When it comes to cascade classifiers (using haar like features) I always read that methods like AdaBoosting are used to select the 'best' features for detection. However this only works if there is some initial set of features to begin boosting.
Given a 24x24 pixel image there are 162,336 possible haar features. I might be wrong here, but I don't think libraries like openCV initially test against all of these features.
So my question is how are the initial features selected or how are they generated? Is there any guideline about the initial number of features?
And if all 162,336 features are used initially. How are they generated?
I presume, you're familiar with Viola/Jones' original work on this topic.

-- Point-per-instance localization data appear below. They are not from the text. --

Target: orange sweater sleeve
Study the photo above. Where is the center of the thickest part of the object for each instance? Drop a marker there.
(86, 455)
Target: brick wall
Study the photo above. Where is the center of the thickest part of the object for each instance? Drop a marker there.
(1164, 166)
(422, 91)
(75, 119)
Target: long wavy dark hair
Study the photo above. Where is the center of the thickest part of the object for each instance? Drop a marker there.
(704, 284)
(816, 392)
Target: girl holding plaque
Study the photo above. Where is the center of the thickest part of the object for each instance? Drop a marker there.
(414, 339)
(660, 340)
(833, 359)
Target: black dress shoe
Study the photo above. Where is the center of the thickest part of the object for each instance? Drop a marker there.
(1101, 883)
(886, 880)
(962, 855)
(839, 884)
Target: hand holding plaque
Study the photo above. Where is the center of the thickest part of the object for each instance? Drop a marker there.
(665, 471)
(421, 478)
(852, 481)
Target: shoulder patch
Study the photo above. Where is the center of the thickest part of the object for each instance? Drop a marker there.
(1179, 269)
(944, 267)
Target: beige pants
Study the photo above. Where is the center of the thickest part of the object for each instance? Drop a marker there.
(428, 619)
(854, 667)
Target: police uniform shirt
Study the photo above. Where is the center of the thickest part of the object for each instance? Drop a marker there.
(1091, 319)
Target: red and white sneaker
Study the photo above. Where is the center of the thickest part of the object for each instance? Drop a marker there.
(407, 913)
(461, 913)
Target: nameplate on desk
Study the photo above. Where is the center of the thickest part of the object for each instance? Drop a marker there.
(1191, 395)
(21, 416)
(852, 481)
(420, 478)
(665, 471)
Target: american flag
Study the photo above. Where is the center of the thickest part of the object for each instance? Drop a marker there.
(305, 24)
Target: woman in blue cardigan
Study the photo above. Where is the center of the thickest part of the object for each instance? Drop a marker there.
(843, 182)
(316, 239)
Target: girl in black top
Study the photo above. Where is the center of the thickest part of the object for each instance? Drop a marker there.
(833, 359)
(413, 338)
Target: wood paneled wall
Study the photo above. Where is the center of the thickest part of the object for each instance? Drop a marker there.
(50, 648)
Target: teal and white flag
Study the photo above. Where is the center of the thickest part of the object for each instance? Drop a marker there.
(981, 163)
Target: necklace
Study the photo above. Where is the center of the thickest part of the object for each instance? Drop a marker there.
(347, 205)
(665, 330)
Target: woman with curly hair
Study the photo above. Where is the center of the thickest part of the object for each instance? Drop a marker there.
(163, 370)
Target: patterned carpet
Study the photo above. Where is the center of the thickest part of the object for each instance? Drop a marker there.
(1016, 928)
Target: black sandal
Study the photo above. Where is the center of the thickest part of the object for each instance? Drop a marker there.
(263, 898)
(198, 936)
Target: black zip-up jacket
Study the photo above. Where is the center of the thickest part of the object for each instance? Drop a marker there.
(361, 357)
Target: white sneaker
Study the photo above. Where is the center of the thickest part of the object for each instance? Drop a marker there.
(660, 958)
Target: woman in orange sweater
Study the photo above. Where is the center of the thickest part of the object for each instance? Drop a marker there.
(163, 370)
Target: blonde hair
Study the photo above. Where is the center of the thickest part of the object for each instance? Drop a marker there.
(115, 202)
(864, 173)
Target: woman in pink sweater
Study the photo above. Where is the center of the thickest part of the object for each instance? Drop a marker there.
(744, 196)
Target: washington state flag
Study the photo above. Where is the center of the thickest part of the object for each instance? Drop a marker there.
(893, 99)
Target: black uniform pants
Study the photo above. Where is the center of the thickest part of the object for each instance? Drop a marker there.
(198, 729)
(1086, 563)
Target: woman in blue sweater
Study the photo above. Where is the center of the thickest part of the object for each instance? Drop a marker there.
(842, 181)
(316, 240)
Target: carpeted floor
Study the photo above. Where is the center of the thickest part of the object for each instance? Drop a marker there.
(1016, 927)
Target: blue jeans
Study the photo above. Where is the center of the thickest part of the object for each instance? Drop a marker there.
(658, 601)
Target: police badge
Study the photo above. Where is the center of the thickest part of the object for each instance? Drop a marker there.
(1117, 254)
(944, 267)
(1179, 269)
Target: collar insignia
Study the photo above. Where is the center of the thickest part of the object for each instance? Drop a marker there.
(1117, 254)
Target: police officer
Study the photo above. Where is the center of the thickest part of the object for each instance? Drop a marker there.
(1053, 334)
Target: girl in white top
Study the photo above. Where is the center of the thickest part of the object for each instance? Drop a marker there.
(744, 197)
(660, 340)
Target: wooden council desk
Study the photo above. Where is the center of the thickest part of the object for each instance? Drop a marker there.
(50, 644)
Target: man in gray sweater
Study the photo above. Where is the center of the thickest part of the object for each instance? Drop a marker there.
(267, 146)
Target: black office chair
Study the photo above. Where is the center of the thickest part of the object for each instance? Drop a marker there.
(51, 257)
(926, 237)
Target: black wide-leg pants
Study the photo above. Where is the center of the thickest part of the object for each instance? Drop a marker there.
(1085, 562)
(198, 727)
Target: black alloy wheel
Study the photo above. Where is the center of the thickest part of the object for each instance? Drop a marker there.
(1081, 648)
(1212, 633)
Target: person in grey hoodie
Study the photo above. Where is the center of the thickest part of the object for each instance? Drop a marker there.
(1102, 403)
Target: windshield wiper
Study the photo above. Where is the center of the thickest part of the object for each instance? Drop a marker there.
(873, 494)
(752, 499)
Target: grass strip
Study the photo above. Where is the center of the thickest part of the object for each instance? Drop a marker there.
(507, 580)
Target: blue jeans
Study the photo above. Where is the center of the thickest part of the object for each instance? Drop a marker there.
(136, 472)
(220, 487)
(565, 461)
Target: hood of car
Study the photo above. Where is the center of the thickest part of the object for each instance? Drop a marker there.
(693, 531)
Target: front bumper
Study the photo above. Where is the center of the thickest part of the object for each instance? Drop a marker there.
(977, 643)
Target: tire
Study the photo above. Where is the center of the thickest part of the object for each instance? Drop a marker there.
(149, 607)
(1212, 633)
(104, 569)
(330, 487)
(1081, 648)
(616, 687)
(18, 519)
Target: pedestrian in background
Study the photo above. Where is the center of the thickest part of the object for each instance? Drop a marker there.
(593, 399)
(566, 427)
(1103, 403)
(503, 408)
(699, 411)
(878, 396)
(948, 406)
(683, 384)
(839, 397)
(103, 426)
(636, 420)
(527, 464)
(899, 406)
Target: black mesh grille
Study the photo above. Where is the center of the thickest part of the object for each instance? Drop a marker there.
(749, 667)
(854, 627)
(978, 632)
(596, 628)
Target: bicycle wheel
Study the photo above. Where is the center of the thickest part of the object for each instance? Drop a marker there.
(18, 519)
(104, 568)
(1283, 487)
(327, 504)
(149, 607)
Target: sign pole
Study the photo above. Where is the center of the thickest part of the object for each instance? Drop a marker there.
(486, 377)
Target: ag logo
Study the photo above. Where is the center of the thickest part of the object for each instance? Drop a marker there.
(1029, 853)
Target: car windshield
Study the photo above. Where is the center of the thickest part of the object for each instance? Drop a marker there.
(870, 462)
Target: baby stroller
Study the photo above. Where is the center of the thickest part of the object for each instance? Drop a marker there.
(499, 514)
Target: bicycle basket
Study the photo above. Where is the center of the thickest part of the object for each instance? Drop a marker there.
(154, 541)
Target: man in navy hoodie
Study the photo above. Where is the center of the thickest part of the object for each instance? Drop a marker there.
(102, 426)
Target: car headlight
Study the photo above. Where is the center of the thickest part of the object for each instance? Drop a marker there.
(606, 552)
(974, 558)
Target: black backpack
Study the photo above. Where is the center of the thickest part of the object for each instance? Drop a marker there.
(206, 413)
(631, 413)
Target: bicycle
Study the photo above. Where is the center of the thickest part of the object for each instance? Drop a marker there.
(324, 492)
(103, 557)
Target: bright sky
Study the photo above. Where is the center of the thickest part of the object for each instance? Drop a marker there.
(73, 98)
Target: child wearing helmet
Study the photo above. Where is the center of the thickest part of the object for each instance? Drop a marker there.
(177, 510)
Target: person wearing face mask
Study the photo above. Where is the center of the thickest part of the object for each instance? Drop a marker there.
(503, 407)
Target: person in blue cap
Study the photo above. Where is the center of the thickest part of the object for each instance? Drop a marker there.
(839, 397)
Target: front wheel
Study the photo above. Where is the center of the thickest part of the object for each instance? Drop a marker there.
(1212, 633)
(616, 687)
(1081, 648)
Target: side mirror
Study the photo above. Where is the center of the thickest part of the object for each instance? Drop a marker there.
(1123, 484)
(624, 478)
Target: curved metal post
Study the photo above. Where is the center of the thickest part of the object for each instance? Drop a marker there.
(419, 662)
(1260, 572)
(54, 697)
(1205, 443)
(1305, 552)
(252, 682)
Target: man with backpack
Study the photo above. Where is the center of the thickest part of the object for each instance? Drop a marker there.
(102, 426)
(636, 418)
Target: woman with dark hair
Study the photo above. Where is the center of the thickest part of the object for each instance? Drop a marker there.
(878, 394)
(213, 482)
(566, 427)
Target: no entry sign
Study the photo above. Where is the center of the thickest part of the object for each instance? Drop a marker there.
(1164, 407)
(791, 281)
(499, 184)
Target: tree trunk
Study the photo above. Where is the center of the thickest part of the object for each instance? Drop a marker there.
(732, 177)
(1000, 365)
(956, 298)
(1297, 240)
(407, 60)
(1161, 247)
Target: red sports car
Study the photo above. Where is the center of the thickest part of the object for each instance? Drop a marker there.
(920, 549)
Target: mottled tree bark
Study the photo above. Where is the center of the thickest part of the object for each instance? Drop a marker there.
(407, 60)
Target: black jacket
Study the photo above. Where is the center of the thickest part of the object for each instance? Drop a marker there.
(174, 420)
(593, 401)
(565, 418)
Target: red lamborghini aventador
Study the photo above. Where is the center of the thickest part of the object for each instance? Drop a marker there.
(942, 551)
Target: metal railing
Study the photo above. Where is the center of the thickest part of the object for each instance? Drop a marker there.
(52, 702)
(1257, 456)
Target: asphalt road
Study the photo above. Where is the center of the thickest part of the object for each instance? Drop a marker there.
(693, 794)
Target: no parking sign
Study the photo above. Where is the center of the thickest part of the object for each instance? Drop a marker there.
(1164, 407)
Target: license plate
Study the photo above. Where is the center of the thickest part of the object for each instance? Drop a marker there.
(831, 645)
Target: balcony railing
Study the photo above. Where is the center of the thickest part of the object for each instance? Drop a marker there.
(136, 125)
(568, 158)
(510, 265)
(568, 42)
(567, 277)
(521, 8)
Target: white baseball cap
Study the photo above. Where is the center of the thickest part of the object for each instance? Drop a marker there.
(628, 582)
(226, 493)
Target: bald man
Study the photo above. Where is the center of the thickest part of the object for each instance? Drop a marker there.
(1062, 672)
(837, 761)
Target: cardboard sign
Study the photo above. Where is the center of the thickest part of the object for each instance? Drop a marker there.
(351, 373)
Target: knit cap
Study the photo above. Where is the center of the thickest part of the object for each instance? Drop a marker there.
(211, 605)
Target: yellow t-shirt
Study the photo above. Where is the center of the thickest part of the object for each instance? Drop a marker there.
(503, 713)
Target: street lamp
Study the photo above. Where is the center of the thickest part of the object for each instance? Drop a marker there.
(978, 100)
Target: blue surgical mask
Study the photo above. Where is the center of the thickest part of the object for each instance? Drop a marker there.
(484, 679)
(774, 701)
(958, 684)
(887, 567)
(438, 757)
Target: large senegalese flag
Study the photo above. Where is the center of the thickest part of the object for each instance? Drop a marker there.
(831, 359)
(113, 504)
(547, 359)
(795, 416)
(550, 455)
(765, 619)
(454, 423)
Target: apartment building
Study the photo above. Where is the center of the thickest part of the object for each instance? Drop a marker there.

You start by manually choosing a feature type (e.g. Rectangle A). This gives you a mask with which you can train your weak classifiers. In order to avoid moving the mask pixel by pixel and retraining (which would take huge amounts of time and not any better accuracy), you can specify how much the feature moves in x and y direction per trained weak classifier. The size of your jumps depend on your data size. The goal is to have the mask be able to move in and out of the detected object. The size of the feature can also be variable.
After you've trained multiple classifiers with a respective feature (i.e. mask position), you proceed with AdaBoost and Cascade training as usual.
The number of features/weak classifiers is highly dependent on your data and experimental setup (i.e. also the type of classifier you use). You'll need to test the parameters extensibly to also know which type of features work best (rectangle/circle/tetris-like objects etc). I worked on this 2 years ago and it took us quite a long time to evaluate which features and feature-generation-heuristics yielded the best results.
If you wanna start somewhere, just take 1 of the 4 original Viola/Jones features and train a classifier applying it anchored to (0,0). Train the next classifier with (x,0). The next with (2x,0)....(0,y), (0,2y), (0,4y),.. (x,y), (x, 2y) etc... And see what happens. Most likely you'll see that it's ok to have less weak classifiers, i.e. you can proceed to increase the x/y step values which determine how the mask slides. You can also have the mask grow or do other stuff to save time. The reason this "lazy" feature generation works is AdaBoost: as long as these features make the classifiers slightly better than random, AdaBoost will combine these classifiers into a meaningful classifier.